Фельдшер, который постоянно следил за состоянием Томаса, даже не поднял глаз. Он не отреагировал ни на одно ее высказывание, и этот вопрос она задала своему находящемуся без сознания мужу, наверное, уже в десятый раз с тех пор, как его погрузили в «скорую».
Тушь черными потеками размазалась у нее по щекам, словно боевая раскраска. Эмили понимала, на кого похожа, но ничего не предпринимала. Сейчас ей нечем было вытереть лицо, а плакать ей все равно еще придется.
– Скотина! – ломким голосом выкрикнула она и с размаху хлопнула Томаса по груди ладонью.
Наконец-то ей удалось завладеть вниманием фельдшера. Долговязый медик выпрямился, насколько это было возможно в тесном салоне «скорой», и обеими руками мягко отстранил ее.
– Мадам, я понимаю, что вы сейчас не в себе, – сказал он спокойно, но со всей серьезностью. – Но если вы еще раз сделаете это, я вас высажу.
Эмили хотелось заорать на него. Объяснить ему, что произошло. Как Томас подвел ее и Натана. Он так нужен им сейчас. Сейчас! Натану как никогда нужен отец. Эмили как никогда за все время их брака нужен Томас Рэнделл, нужна его поддержка.
Она знала, что на Томаса никто не нападал. В этом фельдшер ее заверил. Угол раны не оставлял сомнений в том, что это было падение, вероятно, когда он потерял сознание. Потерял сознание от передозировки барбитуратов, которые он запил полным стаканом бурбона. Вот что он с собой сделал.
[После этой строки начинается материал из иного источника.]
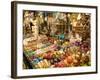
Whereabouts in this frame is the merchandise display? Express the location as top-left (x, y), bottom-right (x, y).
top-left (23, 11), bottom-right (91, 69)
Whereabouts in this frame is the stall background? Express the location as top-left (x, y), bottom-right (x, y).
top-left (0, 0), bottom-right (100, 80)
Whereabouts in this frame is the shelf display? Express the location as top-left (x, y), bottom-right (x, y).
top-left (23, 11), bottom-right (91, 69)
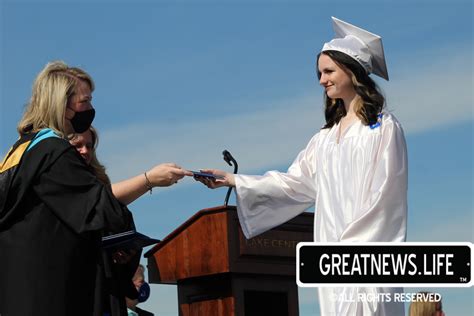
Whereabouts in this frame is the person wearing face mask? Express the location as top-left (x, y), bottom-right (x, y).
top-left (126, 264), bottom-right (154, 316)
top-left (70, 126), bottom-right (192, 205)
top-left (0, 61), bottom-right (189, 316)
top-left (196, 18), bottom-right (408, 316)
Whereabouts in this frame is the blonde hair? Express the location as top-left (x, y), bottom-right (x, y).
top-left (17, 61), bottom-right (94, 137)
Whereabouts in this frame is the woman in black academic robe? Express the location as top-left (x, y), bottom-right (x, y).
top-left (0, 62), bottom-right (186, 316)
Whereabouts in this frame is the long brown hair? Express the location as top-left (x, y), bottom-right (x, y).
top-left (316, 51), bottom-right (385, 128)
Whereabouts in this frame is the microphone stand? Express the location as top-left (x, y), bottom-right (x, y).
top-left (222, 150), bottom-right (239, 207)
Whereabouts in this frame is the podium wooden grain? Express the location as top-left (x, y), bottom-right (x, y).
top-left (145, 206), bottom-right (313, 316)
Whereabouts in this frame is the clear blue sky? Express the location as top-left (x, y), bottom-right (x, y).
top-left (0, 0), bottom-right (474, 316)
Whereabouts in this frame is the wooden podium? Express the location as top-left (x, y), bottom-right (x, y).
top-left (145, 206), bottom-right (314, 316)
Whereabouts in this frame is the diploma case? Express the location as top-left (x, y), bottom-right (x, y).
top-left (145, 206), bottom-right (316, 316)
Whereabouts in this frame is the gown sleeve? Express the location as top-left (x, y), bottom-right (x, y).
top-left (235, 134), bottom-right (318, 238)
top-left (33, 141), bottom-right (133, 234)
top-left (340, 118), bottom-right (408, 242)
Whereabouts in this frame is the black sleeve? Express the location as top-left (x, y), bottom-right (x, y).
top-left (33, 140), bottom-right (131, 234)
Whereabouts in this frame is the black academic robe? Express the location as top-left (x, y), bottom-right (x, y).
top-left (0, 135), bottom-right (132, 316)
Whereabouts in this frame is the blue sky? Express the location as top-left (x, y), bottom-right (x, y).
top-left (0, 0), bottom-right (474, 316)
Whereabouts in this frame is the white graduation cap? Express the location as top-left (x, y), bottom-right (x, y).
top-left (321, 17), bottom-right (388, 80)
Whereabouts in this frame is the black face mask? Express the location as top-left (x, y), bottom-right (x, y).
top-left (70, 109), bottom-right (95, 134)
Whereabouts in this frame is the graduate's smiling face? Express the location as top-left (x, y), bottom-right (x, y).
top-left (69, 130), bottom-right (94, 165)
top-left (318, 53), bottom-right (355, 99)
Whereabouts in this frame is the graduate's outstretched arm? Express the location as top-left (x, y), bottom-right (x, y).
top-left (112, 163), bottom-right (192, 205)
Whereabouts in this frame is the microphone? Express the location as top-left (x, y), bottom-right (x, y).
top-left (222, 149), bottom-right (239, 206)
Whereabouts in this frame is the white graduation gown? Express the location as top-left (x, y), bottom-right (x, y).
top-left (235, 112), bottom-right (408, 316)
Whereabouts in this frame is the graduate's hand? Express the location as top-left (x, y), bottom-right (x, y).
top-left (194, 169), bottom-right (235, 189)
top-left (146, 163), bottom-right (193, 187)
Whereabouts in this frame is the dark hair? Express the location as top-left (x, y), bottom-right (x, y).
top-left (316, 50), bottom-right (385, 128)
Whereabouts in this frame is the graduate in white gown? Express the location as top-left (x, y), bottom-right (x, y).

– Почему? – повторила она хриплым шепотом и принялась вглядываться в расслабленное лицо Томаса, в котором не было видно никаких проблесков сознания. За его веками не было никакого движения. По крайней мере, никаких снов. Он не заслужил их.
Эмили обеими руками закрыла лицо, глубоко вздохнула и заставила себя перестать плакать. Она понимала, что гнев на него – всего лишь защитный механизм От этого понимания ярость не становилась слабее, потому что только ярость удерживала ее на плаву. Она больше не хочет жить с Томасом, не хочет быть его женой. Но это не значит, что она готова к тому, что его больше не будет в ее жизни. Не отнимая рук от лица, она снова заговорила с Томасом, все тем же шепотом.
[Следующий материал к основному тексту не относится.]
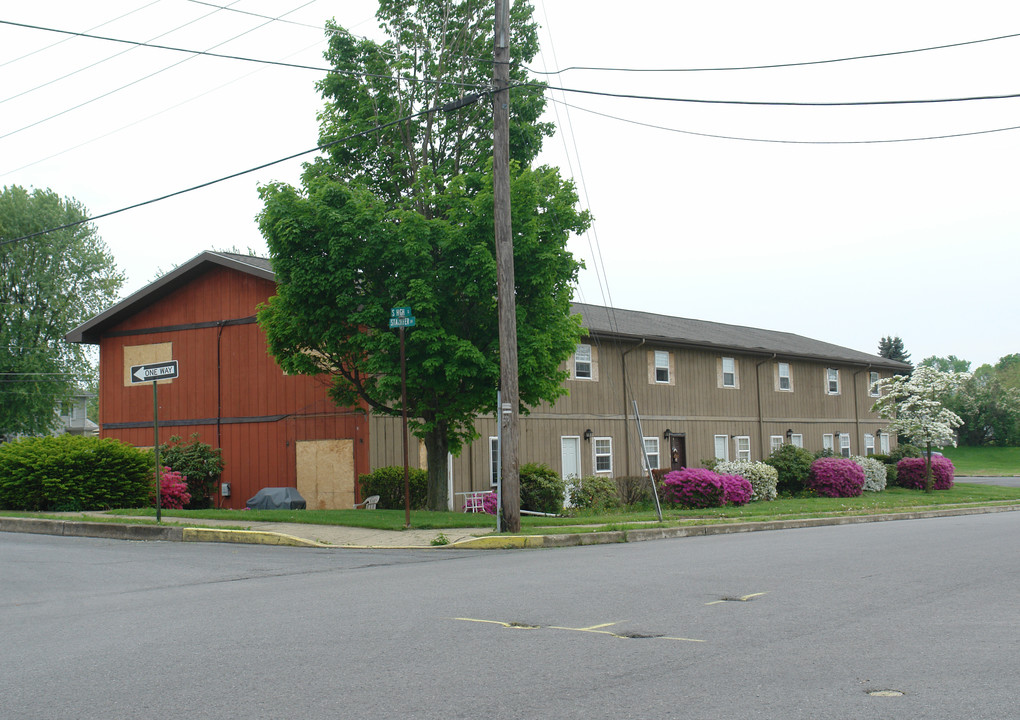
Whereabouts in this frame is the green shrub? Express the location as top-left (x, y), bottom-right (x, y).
top-left (616, 470), bottom-right (648, 505)
top-left (358, 465), bottom-right (428, 510)
top-left (0, 435), bottom-right (155, 512)
top-left (765, 443), bottom-right (815, 493)
top-left (159, 432), bottom-right (223, 510)
top-left (568, 475), bottom-right (620, 513)
top-left (715, 460), bottom-right (775, 502)
top-left (520, 463), bottom-right (566, 514)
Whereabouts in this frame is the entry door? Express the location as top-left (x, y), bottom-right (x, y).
top-left (669, 435), bottom-right (687, 470)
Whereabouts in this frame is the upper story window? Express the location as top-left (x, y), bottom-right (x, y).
top-left (574, 345), bottom-right (594, 380)
top-left (722, 358), bottom-right (736, 388)
top-left (642, 438), bottom-right (659, 470)
top-left (654, 350), bottom-right (669, 382)
top-left (733, 435), bottom-right (751, 460)
top-left (775, 362), bottom-right (794, 391)
top-left (825, 367), bottom-right (839, 395)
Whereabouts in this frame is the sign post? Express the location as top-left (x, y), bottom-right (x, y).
top-left (390, 307), bottom-right (415, 527)
top-left (131, 360), bottom-right (177, 522)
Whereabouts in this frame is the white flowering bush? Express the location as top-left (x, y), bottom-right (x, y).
top-left (715, 460), bottom-right (779, 503)
top-left (851, 455), bottom-right (885, 493)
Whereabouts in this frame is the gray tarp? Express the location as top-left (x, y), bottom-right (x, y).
top-left (245, 487), bottom-right (307, 510)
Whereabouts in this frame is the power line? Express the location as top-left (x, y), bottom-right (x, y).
top-left (0, 91), bottom-right (491, 247)
top-left (530, 83), bottom-right (1020, 107)
top-left (550, 93), bottom-right (1020, 145)
top-left (526, 33), bottom-right (1020, 75)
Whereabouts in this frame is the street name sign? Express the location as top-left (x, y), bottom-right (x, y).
top-left (131, 360), bottom-right (177, 384)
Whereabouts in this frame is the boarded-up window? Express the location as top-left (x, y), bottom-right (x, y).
top-left (124, 343), bottom-right (173, 388)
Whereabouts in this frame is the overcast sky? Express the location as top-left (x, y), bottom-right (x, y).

– Я не справлюсь одна, – сказала она ему и себе самой. – Я не могу потерять вас обоих.
Обманный лес никогда не затихал. И никогда не должен был затихнуть. Лес и существа, населявшие его, были полны такой жизни и таких красок, что тишина была бы равносильна смерти.
Но сейчас в Обманном лесу было очень тихо.
Глаза генерала Арахисовое Масло превратились в узкие, затянутые паутинками щелки, ноздри раздувались. Все его чувства были обострены, готовы уловить малейшую перемену в окружающей обстановке. Он пробирался сквозь чащу, держа путь на восток, хотя в этой части леса не было настоящих тропинок.
Славящиеся своей горластостью апельсиновые вопильщики протискивались сквозь подлесок и перебирались через выступающие корни без единого звука. Единственный шум, который они издавали, преодолевая самое сердце Обманного леса, был скрежет их зубов да шорох ветвей и листьев по цитрусовой коже, которая целиком покрывала тела вопильщиков.
Кровожадные твари. Большинство обитателей Обманного леса думало о вопильщиках именно так. И генерал Арахисовое Масло очень долгое время разделял это мнение. Но когда он объяснил апельсиновым вопильщикам, что стоит на кону, все племя поклялось отдать жизнь за дело генерала. Некоторые из них уже заплатили эту высшую цену.
И все же они до сих пор были на его стороне. Ибо если генерал потерпит неудачу, им всем конец.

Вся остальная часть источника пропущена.